However, the fact that this project took 18 years to move from conception to reality is a vivid and painful reminder of the tortoise-like pace at which vital services are delivered to Jamaicans.

That reality, we recall, was addressed by Prime Minister Andrew Holness in January this year when he broke ground to formally begin work on an irrigation scheme under the Essex Valley Agriculture Development Project (EVAD) in St Elizabeth.

“Sometimes we need to look in the mirror at ourselves, because this project took a very long time to be implemented,” Mr Holness said at the time, referencing the fact that the EVAD was conceptualised in 2009 under a previous Jamaica Labour Party (JLP) Government.

In the case of the Essex Valley Water Supply Project, we reported that the idea was first voiced by the now late People's National Party (PNP) Member of Parliament Derrick Rochester in 2001 because residents' water catchment tanks were being polluted by bauxite/alumina dust.

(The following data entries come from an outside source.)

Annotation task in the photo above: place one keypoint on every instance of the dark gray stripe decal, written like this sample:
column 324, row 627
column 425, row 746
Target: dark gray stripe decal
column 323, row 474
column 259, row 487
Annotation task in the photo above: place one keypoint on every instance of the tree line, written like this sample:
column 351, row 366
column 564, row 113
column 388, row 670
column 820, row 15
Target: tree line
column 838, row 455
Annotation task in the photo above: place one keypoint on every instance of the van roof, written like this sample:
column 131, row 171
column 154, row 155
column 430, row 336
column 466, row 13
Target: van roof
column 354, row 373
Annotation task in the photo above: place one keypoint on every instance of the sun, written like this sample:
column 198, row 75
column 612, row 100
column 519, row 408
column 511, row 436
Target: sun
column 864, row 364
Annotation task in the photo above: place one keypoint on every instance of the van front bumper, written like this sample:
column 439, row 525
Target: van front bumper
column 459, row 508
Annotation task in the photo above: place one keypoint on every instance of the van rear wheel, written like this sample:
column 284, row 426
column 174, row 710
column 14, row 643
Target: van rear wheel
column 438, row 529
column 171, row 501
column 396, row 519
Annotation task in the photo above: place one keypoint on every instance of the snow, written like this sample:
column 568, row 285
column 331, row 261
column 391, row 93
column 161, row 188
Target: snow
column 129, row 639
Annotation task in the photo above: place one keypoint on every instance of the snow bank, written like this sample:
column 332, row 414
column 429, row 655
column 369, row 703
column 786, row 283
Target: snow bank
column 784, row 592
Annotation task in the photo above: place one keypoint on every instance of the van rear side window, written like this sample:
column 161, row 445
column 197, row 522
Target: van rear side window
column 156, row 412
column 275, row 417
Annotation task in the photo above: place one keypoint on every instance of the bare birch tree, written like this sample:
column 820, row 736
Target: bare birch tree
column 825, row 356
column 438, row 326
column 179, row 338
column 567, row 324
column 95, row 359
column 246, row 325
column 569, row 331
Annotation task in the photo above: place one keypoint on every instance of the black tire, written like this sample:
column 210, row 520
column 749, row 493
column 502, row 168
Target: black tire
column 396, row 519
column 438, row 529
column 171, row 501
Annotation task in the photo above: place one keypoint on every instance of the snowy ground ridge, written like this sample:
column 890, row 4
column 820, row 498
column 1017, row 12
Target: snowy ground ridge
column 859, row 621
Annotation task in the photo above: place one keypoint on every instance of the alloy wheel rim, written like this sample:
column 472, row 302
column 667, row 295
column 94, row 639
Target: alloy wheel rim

The following year, the then PNP Government launched the project, but since then all that happened was a lot of talk by successive administrations. In fact, on Wednesday Mr Layton Smith, the PNP councillor for the Myersville Division, spoke to that issue, saying that he blamed his party, as well as the JLP for the excruciatingly long time that the State took to implement the project. He and a group of PNP protesters made special note of the fact that their own party had let them down badly by not delivering the project, particularly between December 2011 and 2016 when the Portia Simpson Miller-led Government was in office.

So, finally, after 18 years of State dithering, the residents of Junction, Gazeland, Cheapside, Comma Pen, Dunder Hill, Ballards Valley and their environs, Myersville housing scheme, Long Hill, Content, Stephen's Run and Nain are now receiving a service that should have long ago been afforded to them.

According to the prime minister, a total of 3,300 households will benefit, even as the protesters on Wednesday condemned what they said was a “disrespectful” decision to bypass many living closest to the Alpart alumina plant, for whom the water scheme was originally conceptualised.

That is a complaint that the Government needs to address.

At the same time, this country needs to get past the counter-productive practice of some official or bureaucrat deciding that Jamaican citizens must suffer inconveniences simply because they, as public servants, deem it so.

Project implementation timelines, we hold, can be shorter if the individuals with responsibility for the projects are held to account.

That, as Mr Holness said in January, is where the real deficit is. “We are great conceptualisers; no doubt about it. We have the biggest brains, but we need to get some muscles and some strong hands to move quickly to get things done,” he said.

We agree.

In that same address in January, the prime minister said that there are many more projects awaiting the completion of the implementation process, and the aim of his Government is to ensure that they will not lag.

We reiterate our hope that he will keep his word.